First out of the growling caves were the supine politicians, who always offer those proposing a factory big taxpayer subsidized bucks to bring crony capitalism to their region. Senator Bob Corker (R-TN) who, without citing his source, warned “I’ve had conversations today and based on those am assured that, should the workers vote against the UAW, Volkswagen will announce in the coming weeks that it will manufacture its new mid-size SUV here in Chattanooga.” VW immediately denied that cause and effect claim.

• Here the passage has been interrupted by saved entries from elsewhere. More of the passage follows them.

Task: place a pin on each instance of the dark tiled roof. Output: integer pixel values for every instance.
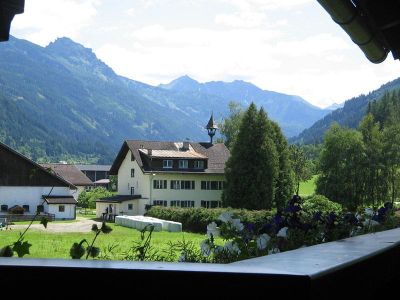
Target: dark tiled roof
(105, 168)
(217, 154)
(70, 173)
(119, 198)
(59, 199)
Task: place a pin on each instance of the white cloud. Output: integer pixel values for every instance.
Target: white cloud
(262, 41)
(264, 5)
(241, 19)
(45, 20)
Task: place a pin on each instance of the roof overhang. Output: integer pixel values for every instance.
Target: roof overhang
(372, 25)
(119, 198)
(59, 199)
(8, 9)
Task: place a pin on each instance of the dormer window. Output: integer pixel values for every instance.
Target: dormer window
(199, 164)
(183, 164)
(167, 164)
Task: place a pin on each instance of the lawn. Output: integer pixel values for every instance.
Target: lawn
(307, 188)
(57, 245)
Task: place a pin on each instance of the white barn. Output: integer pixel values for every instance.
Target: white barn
(26, 185)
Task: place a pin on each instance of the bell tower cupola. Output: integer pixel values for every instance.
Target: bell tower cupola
(211, 128)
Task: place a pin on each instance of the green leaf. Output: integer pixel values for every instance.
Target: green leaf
(6, 252)
(95, 228)
(44, 221)
(105, 228)
(22, 248)
(77, 250)
(93, 251)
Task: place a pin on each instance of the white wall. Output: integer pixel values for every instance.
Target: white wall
(30, 195)
(143, 184)
(197, 194)
(140, 182)
(69, 212)
(77, 192)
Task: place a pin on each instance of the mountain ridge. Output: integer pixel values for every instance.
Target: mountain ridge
(61, 102)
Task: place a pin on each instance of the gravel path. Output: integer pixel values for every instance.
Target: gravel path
(81, 225)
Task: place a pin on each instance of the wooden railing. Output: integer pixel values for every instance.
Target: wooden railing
(25, 217)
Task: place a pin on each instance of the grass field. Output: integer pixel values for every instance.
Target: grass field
(57, 245)
(307, 188)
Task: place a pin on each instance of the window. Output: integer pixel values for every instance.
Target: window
(187, 185)
(175, 185)
(212, 185)
(160, 184)
(211, 204)
(199, 164)
(182, 203)
(167, 163)
(183, 164)
(183, 185)
(160, 202)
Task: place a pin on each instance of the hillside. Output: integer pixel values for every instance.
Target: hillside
(349, 115)
(61, 102)
(292, 113)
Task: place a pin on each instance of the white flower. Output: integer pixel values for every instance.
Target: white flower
(213, 229)
(225, 217)
(232, 247)
(262, 241)
(237, 224)
(205, 247)
(369, 212)
(273, 251)
(370, 223)
(282, 232)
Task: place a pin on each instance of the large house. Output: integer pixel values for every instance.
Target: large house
(98, 174)
(25, 184)
(183, 174)
(72, 174)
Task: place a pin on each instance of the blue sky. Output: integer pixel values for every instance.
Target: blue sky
(288, 46)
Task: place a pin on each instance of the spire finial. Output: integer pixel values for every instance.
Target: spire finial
(211, 127)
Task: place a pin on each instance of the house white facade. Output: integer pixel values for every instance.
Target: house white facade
(166, 174)
(27, 186)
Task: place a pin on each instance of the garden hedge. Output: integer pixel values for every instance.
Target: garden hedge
(197, 219)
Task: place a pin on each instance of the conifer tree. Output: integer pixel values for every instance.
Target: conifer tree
(284, 179)
(253, 176)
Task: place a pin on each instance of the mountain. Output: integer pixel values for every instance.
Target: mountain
(334, 106)
(349, 115)
(61, 102)
(292, 113)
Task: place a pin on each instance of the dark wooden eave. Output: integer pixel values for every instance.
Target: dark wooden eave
(18, 170)
(8, 9)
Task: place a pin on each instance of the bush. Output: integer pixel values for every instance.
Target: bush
(319, 203)
(87, 199)
(16, 210)
(197, 219)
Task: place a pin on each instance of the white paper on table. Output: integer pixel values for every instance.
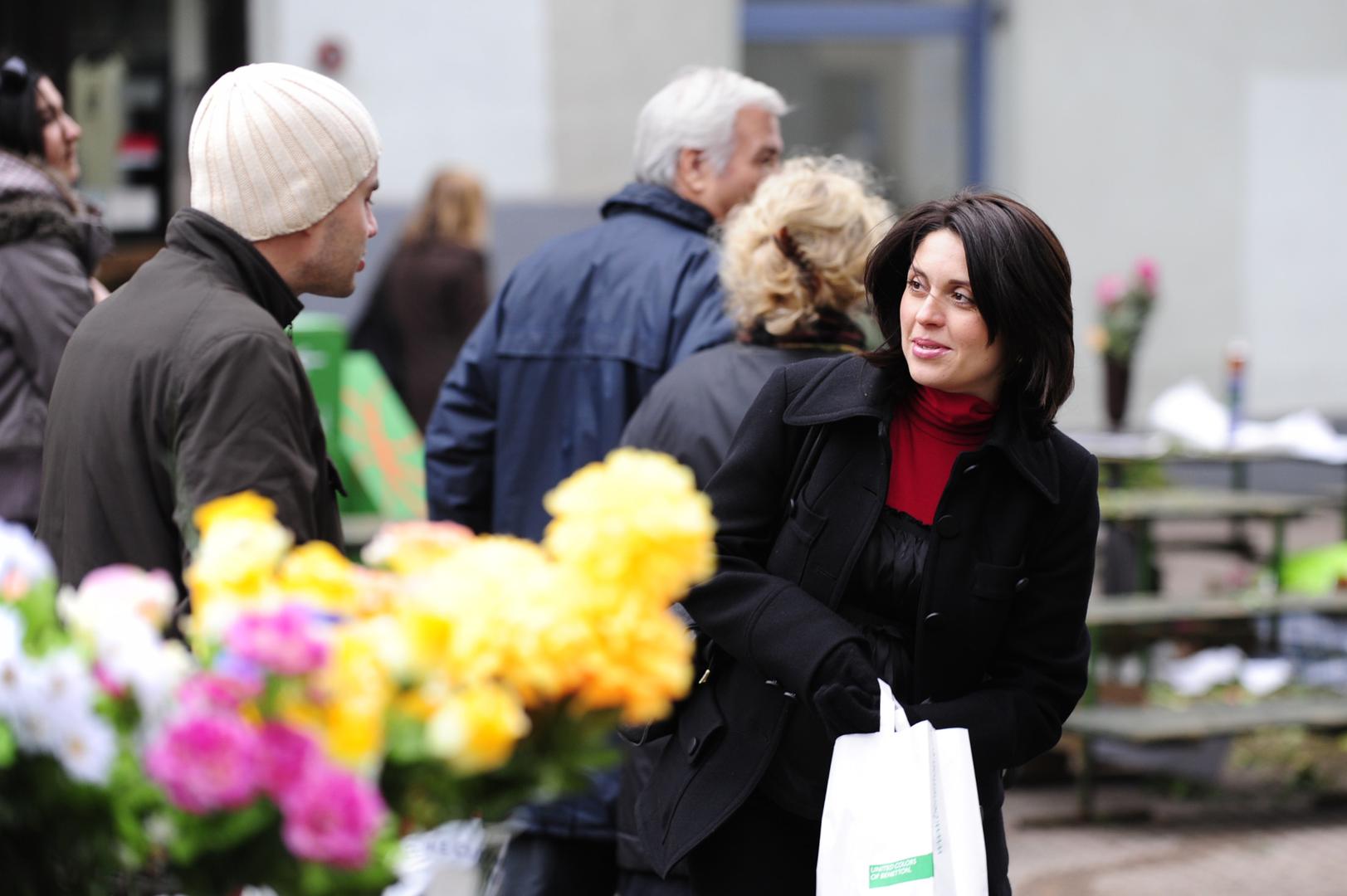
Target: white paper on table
(1264, 677)
(1193, 416)
(1197, 674)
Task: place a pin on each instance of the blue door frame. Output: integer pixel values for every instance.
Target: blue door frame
(806, 22)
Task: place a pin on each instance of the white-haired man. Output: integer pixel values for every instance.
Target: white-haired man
(578, 334)
(183, 386)
(583, 326)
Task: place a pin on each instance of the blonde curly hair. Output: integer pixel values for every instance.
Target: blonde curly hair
(800, 244)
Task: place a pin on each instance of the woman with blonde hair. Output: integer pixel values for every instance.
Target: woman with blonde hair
(793, 271)
(432, 291)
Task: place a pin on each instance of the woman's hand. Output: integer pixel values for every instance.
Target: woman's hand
(847, 691)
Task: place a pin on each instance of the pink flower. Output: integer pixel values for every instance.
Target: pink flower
(286, 757)
(1110, 290)
(212, 691)
(207, 763)
(1146, 272)
(332, 816)
(285, 641)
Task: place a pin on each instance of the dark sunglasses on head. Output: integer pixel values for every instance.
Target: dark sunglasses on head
(14, 75)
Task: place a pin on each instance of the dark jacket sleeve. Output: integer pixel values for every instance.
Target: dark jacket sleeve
(667, 419)
(700, 319)
(461, 433)
(43, 294)
(242, 425)
(754, 615)
(1039, 674)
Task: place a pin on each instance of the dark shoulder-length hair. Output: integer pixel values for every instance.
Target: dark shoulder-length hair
(1022, 285)
(21, 129)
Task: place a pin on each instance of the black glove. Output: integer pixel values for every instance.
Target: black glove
(847, 691)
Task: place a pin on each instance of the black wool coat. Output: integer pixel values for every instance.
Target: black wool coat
(1001, 645)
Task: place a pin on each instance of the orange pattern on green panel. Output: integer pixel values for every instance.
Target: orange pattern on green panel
(380, 441)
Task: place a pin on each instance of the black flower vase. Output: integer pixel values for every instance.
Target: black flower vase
(1117, 386)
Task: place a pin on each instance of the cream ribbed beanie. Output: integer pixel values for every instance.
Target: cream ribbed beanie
(275, 147)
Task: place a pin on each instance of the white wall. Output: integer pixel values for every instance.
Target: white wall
(608, 58)
(1191, 131)
(538, 96)
(447, 82)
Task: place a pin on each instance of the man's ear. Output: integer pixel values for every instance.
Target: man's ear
(693, 170)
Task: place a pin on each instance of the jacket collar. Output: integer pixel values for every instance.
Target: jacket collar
(236, 259)
(650, 198)
(853, 387)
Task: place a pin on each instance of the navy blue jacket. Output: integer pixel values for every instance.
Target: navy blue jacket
(577, 337)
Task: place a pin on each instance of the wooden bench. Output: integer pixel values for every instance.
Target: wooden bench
(1152, 723)
(1157, 725)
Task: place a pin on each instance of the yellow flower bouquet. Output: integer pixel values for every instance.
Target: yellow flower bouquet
(341, 706)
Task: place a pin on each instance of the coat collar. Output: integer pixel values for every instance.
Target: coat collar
(661, 202)
(853, 387)
(236, 259)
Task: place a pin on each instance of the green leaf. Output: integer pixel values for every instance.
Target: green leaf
(8, 748)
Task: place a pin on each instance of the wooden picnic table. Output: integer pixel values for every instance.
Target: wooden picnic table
(1141, 509)
(1149, 609)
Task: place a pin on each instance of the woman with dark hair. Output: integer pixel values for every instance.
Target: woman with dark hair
(910, 515)
(50, 244)
(432, 294)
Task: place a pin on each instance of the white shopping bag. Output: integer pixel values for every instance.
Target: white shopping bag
(901, 813)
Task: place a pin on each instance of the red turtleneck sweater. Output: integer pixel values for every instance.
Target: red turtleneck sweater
(930, 430)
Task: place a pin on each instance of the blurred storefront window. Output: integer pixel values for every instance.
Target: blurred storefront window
(897, 85)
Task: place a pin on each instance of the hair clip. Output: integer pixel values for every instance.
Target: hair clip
(793, 251)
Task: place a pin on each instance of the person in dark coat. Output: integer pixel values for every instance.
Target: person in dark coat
(50, 246)
(940, 535)
(183, 386)
(585, 326)
(793, 265)
(577, 336)
(432, 294)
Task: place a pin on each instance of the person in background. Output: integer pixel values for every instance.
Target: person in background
(793, 265)
(939, 533)
(183, 386)
(583, 326)
(575, 338)
(50, 246)
(432, 293)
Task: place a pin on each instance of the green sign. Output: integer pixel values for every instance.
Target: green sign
(903, 870)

No matter, Senator Corker then assailed the UAW and its negotiated wages and work rules for bringing down Detroit, along with the Big Three Auto Companies – GM, Ford and Chrysler. That’s strange because for decades the UAW lifted up industrial labor while the auto companies made record profits. Apart from the mistake the UAW made years ago when they sided with the auto bosses in lobbying in Congress against fuel efficiency standards, which would have made domestically produced vehicles more competitive with foreign imports, the responsibility for the auto industry’s collapse lies with management. It was all about “product, product, product,” as the auto writers say, and Detroit’s products fell behind the Japanese and German vehicles. The J.D. Power ratings, year after year, had U.S. cars bringing up the rear. The foreign car companies rated higher on fit and finish, other quality controls and fuel efficiency, while, as one former Chrysler executive told me about his industry, “We were producing junk.”

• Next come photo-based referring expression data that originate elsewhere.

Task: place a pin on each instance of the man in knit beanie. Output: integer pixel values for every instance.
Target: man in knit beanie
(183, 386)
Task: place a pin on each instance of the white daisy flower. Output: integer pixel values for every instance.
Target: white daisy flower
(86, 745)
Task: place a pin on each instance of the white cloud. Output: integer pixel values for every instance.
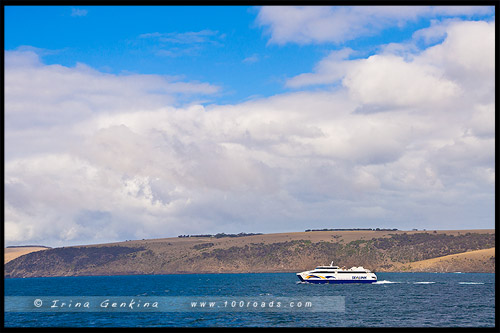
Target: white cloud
(114, 159)
(318, 24)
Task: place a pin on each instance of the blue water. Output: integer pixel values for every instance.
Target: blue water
(396, 300)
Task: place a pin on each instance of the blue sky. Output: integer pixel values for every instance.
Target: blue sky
(148, 121)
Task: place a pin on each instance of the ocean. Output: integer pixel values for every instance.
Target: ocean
(251, 300)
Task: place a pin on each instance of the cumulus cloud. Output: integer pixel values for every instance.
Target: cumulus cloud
(318, 24)
(400, 139)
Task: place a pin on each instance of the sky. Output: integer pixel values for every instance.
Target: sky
(150, 122)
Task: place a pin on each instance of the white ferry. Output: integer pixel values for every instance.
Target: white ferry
(335, 274)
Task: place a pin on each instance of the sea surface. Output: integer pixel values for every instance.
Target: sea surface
(251, 300)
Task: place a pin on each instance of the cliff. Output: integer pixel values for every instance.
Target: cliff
(286, 252)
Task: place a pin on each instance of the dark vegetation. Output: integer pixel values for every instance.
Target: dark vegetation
(221, 235)
(376, 253)
(401, 248)
(352, 229)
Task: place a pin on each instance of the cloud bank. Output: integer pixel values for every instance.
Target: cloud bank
(399, 139)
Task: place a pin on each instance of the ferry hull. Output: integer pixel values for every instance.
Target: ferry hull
(317, 279)
(338, 281)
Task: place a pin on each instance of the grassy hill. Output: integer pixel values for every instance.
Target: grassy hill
(285, 252)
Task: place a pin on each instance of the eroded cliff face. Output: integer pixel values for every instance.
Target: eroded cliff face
(396, 251)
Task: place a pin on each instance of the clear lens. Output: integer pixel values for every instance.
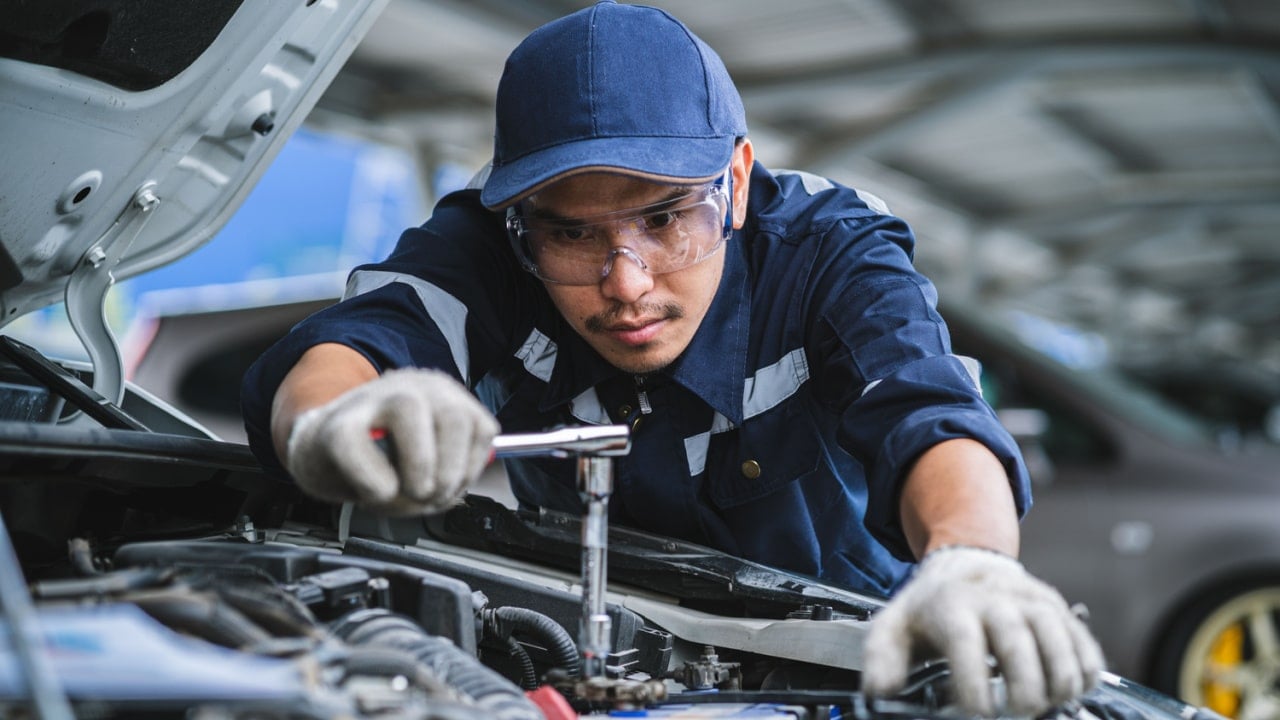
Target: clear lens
(663, 237)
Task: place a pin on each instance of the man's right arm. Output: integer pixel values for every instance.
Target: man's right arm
(321, 374)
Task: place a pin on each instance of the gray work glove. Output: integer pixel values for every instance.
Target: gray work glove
(442, 438)
(964, 604)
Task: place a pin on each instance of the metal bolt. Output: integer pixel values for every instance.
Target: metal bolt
(264, 123)
(146, 199)
(95, 256)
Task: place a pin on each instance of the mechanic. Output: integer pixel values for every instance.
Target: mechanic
(790, 384)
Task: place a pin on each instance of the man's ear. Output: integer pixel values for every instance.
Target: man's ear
(744, 156)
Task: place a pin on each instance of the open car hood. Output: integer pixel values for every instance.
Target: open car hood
(132, 130)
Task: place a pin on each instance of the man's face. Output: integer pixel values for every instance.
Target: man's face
(636, 320)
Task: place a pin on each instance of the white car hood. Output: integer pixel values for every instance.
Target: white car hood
(103, 182)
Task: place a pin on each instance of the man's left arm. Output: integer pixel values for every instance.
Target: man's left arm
(958, 493)
(970, 597)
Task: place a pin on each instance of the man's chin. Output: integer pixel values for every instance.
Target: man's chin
(639, 360)
(639, 365)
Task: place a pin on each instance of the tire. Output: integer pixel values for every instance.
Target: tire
(1224, 654)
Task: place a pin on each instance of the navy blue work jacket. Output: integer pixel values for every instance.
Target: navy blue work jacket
(781, 434)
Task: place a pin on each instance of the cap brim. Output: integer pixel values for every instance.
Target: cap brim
(676, 160)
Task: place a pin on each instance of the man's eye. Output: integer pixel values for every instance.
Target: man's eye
(659, 220)
(571, 235)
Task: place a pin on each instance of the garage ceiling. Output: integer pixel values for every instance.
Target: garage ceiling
(1112, 164)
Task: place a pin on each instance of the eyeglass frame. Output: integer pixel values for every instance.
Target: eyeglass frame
(721, 186)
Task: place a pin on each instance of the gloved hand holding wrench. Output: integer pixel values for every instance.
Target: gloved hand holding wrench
(411, 441)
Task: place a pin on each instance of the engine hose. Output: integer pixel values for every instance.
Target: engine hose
(560, 645)
(455, 668)
(528, 675)
(385, 661)
(201, 615)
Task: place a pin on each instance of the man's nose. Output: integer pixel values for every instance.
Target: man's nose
(626, 276)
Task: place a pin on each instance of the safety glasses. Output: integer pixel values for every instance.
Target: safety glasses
(663, 237)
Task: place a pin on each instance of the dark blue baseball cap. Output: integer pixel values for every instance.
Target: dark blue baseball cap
(620, 89)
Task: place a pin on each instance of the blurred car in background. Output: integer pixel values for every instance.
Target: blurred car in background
(1170, 537)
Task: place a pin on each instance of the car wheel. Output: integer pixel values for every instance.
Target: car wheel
(1224, 654)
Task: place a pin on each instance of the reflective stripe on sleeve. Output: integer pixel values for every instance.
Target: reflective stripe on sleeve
(448, 313)
(760, 392)
(775, 383)
(588, 408)
(538, 354)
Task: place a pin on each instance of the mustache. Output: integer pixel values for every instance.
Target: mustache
(602, 322)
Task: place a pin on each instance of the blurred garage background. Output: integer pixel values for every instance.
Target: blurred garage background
(1096, 190)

Add these losses of sales to the speculative binge of the auto companies’ finance subsidiaries, like Ally Financial Inc., previously known as General Motors Acceptance Corporation, which got itself caught in the huge Wall Street downdraft in 2008-2009. The result was that the auto giants rushed to demand a huge taxpayer bailout from Washington, which they were given.

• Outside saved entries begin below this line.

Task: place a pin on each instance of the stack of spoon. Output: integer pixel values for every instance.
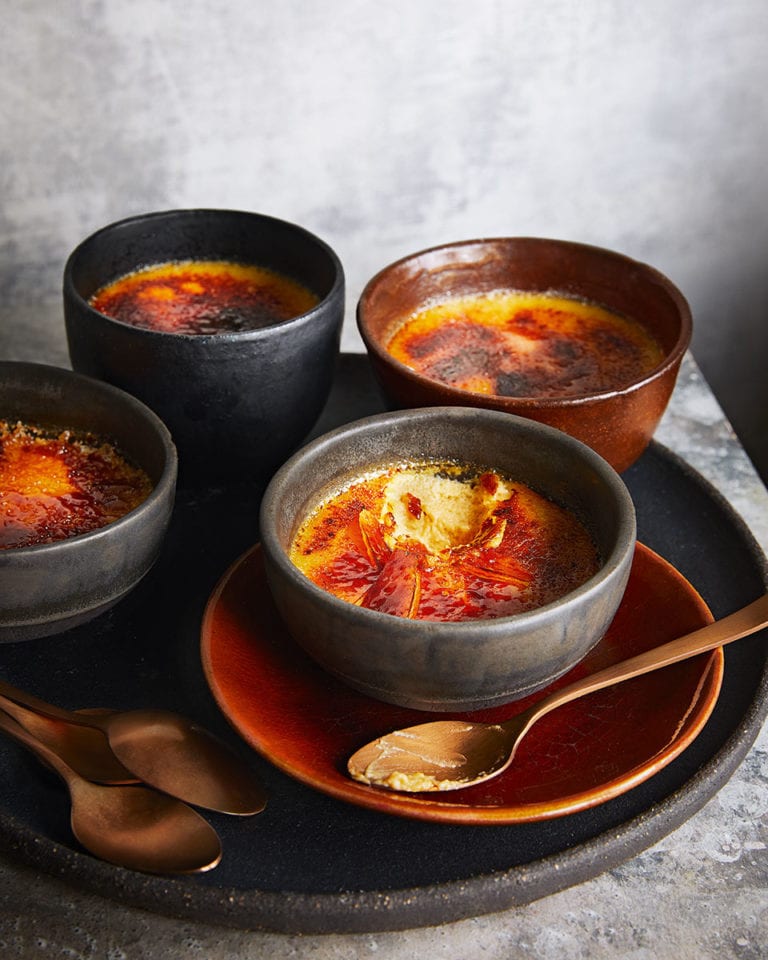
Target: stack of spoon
(132, 776)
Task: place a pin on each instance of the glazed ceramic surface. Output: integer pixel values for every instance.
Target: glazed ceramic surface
(462, 665)
(618, 424)
(49, 588)
(236, 403)
(583, 754)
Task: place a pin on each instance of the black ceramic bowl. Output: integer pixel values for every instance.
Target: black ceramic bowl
(49, 588)
(462, 665)
(236, 403)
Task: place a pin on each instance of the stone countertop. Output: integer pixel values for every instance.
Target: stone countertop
(699, 893)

Business associations warned of a UAW invasion of other southern states if the union organized the VW plant.
Nevertheless, the big lie the corporatists tell is that it was all the UAW’s fault for getting decent wages for its workers, who face more than a few occupational hazards.
Then something strange happened. In jumped anti-tax leader, Grover Norquist, with a new group, having the Orwellian name of Center for Worker Freedom (CWF), to put up 13 billboards in Chattanooga accusing the UAW of supporting Obama and “liberal politicians.” Perhaps Mr. Norquist thought this would influence a majority of the factory’s workers who are Republicans.
The CWF’s website also put up ludicrous postings such as “UAW wants your guns.” Was all this anti-unionist Grover Norquist’s bizarre way of promoting the idea of cutting tax revenues by keeping wages down?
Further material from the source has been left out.